2025-10-19 17:36:17,366 - fvdb_reality_capture.transforms.downsample_images.DownsampleImages - INFO - Attempting to load downsampled images from cache.
2025-10-19 17:36:17,396 - fvdb_reality_capture.transforms.normalize_scene.NormalizeScene - INFO - Normalizing SfmScene with normalization type: pca
2025-10-19 17:36:17,399 - fvdb_reality_capture.transforms.percentile_filter_points.PercentileFilterPoints - INFO - Filtering points based on percentiles: min=[3. 3. 3.], max=[97. 97. 97.]
CPU times: user 471 ms, sys: 10.8 ms, total: 481 ms
Wall time: 179 ms
## Reconstruct a Gaussian splat radiance field
A [radiance field](https://radiancefields.com/) is a 3D scene representation that specifies the color of a point along a given view direction. Radiance fields enable high fidelity visualization of 3D captures with realistic lighting effects.
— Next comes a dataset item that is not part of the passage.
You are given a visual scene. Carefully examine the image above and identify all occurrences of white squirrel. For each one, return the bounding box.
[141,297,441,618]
3D Gaussian Splatting[1](#references) is the dominant radiance field representation. 3D Gaussian splats encode a radiance field function as a sum of Gaussians, parameterized by their means (positions), rotations, and scales. Additionally each Gaussian has an opacity value and a set of spherical harmonics that map the direction in which a Gaussian is viewed to a color.
`fvdb_reality_capture` provides tools to reconstruct a 3D Gaussian Splat radiance field from an `SfmScene` using the optimized `GaussianSplat3d` data structure in the `fvdb-core` library. The resulting reconstruction algorithm is robust, performant, and production-ready.
At a high level, reconstructing an `fvdb.GaussianSplat3d` from an `SfmScene` works as follows as follows. We initialize a set of 3D Gaussians directly using the `SfmScene`'s points. Then, we iteratively optimize the Gaussians in in two steps: First, we render images from the Gaussian splat by volume rendering the 3D gaussians using the algorithm first proposed in [\[1\]](#references). Second, we calculate a loss between the rendered images from the Gaussian Splat and the ground truth images in the `SfmScene`. Finally, we update the Gaussian's parameters to reduce this loss via gradient descent. During this optimization, we periodically add new Gaussians to capture regions with high detail, and remove Gaussians in regions of low detail. The figure below illustrates this procedure pictorially.